Timeline contradiction

Sample report: injury recovery timeline conflict

A sample continuity report showing how recovery time and event sequence can contradict each other.

Scenario

What the sample checks

A character suffers a serious injury, but later scenes use an earlier pacing plan that no longer leaves recovery time.

Detected issue

The manuscript implies a two-week recovery window in one chapter, then places a demanding scene three days later without explanation.

Evidence

Passages a report would point back to

Good continuity findings need source evidence.

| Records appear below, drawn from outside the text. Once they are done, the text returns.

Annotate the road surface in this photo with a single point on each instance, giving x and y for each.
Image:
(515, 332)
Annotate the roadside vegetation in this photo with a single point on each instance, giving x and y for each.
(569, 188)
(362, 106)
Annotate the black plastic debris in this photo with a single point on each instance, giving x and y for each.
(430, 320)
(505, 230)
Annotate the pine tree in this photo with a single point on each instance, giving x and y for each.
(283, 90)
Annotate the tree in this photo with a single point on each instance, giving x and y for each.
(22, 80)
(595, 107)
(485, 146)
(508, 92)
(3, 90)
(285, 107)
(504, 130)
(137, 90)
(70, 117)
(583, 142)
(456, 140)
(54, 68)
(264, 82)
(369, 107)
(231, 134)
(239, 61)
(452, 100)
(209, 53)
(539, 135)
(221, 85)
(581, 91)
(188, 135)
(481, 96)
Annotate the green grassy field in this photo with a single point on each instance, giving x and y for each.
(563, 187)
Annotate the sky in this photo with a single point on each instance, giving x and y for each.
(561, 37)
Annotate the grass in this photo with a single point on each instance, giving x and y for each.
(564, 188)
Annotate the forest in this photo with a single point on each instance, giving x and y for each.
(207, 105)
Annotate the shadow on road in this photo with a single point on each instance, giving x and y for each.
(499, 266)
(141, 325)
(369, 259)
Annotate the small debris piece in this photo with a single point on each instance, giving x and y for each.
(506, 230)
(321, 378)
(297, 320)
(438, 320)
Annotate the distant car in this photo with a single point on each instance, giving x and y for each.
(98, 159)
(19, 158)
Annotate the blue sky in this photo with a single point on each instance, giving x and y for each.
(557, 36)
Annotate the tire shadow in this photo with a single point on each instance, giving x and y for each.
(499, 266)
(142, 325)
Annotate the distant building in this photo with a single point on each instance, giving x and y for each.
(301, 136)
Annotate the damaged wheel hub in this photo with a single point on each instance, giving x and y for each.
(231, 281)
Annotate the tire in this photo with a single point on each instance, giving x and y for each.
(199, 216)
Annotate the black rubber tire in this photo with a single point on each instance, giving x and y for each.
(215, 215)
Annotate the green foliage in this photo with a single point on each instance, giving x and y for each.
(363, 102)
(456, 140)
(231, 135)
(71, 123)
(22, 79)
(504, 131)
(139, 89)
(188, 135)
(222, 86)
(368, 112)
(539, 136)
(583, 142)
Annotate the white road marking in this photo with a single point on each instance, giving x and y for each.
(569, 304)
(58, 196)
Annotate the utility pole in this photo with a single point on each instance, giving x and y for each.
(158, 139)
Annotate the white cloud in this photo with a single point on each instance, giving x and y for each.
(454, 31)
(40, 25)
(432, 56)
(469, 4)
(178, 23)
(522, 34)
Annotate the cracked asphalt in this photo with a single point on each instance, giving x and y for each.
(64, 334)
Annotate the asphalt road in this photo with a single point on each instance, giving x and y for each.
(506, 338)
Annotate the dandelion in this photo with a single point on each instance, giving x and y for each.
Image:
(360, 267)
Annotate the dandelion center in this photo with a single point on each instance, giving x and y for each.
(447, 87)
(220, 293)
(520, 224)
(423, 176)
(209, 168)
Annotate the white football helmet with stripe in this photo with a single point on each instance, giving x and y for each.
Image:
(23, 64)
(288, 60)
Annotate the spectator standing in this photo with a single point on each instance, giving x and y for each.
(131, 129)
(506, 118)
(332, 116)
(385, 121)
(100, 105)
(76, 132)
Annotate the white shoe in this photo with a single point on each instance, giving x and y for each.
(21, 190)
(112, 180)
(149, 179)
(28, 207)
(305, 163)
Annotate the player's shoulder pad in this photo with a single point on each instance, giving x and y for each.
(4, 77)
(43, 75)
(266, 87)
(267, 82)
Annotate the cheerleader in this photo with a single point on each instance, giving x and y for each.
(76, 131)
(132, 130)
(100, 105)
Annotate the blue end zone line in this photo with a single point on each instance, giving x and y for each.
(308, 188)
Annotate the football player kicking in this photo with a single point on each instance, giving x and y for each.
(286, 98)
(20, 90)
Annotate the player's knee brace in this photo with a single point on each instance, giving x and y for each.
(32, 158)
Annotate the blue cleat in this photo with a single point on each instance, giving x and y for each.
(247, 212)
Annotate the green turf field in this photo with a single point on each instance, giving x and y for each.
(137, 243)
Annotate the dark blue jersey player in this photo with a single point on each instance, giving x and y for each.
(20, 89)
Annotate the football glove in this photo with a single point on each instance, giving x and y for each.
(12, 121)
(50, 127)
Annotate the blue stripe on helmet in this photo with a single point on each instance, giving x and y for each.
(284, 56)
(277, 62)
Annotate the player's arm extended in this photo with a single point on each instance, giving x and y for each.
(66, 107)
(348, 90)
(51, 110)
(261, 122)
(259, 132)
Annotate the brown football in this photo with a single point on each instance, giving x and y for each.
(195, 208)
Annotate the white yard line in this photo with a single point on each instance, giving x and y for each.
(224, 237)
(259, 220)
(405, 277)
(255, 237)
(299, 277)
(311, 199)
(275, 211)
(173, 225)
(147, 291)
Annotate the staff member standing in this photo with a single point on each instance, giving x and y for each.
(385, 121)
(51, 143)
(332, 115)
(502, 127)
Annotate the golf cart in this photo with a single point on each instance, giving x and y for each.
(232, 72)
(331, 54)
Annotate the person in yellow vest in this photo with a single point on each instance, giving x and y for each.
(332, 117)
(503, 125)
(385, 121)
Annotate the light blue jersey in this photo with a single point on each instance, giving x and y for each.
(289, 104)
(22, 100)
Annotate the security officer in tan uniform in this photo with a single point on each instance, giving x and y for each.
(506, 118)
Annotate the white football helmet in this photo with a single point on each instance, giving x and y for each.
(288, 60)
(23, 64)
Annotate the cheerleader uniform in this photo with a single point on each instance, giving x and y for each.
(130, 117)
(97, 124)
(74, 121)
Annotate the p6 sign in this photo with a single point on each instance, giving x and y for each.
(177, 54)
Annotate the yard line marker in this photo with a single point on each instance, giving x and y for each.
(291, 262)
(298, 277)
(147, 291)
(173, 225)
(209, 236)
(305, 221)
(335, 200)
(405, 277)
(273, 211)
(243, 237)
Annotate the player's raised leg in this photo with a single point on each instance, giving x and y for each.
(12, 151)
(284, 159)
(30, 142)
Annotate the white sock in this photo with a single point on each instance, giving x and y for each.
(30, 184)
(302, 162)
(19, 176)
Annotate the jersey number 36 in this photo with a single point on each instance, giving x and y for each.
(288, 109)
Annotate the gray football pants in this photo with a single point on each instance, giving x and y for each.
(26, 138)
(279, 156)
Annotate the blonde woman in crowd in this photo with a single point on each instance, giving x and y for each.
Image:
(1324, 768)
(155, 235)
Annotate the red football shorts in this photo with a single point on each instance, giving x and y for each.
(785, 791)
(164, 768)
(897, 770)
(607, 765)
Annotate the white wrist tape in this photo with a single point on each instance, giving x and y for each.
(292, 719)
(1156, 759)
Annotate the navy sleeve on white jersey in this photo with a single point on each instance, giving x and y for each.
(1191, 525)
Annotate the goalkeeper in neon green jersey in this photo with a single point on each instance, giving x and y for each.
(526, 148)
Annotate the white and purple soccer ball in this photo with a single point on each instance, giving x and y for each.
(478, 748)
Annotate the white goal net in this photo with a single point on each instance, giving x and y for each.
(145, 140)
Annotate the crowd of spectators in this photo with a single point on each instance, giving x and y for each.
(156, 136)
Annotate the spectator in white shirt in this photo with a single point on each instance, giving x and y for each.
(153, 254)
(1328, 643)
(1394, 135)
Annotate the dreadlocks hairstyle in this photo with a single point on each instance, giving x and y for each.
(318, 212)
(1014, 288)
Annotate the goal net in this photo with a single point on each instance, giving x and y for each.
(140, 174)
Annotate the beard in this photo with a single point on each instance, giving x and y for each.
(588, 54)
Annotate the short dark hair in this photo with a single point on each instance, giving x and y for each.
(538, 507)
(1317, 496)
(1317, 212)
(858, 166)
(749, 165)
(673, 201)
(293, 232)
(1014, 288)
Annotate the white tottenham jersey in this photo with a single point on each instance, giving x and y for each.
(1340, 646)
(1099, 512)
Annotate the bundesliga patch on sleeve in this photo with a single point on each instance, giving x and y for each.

These sample passages show the kind of contrast an author reviews.

Chapter 12 sample: The healer warns that Jonas should not climb stairs for at least two weeks.

This creates a clear recovery constraint.

Chapter 14 sample: Three days after the duel, Jonas sprints up the bell tower before dawn.

The later action may conflict with the established recovery constraint.

Report shape

How the author can act on it

The goal is a reviewable decision, not automatic rewriting.

01

Likely continuity risk

The timeline or the severity of the injury may need adjustment.

02

Author decision

The author can change the elapsed time, lower the injury severity, or add a credible reason the action is possible.

03

Downstream check

Review travel, sleep, medical care, and urgency scenes around the same sequence.

Review

Suggested author review

These are the practical follow-up moves the sample report points toward.

  • Create a mini timeline for the injury sequence.
  • Decide whether the tower scene needs a date change or physical limitation.
  • Check whether other characters react consistently to the injury.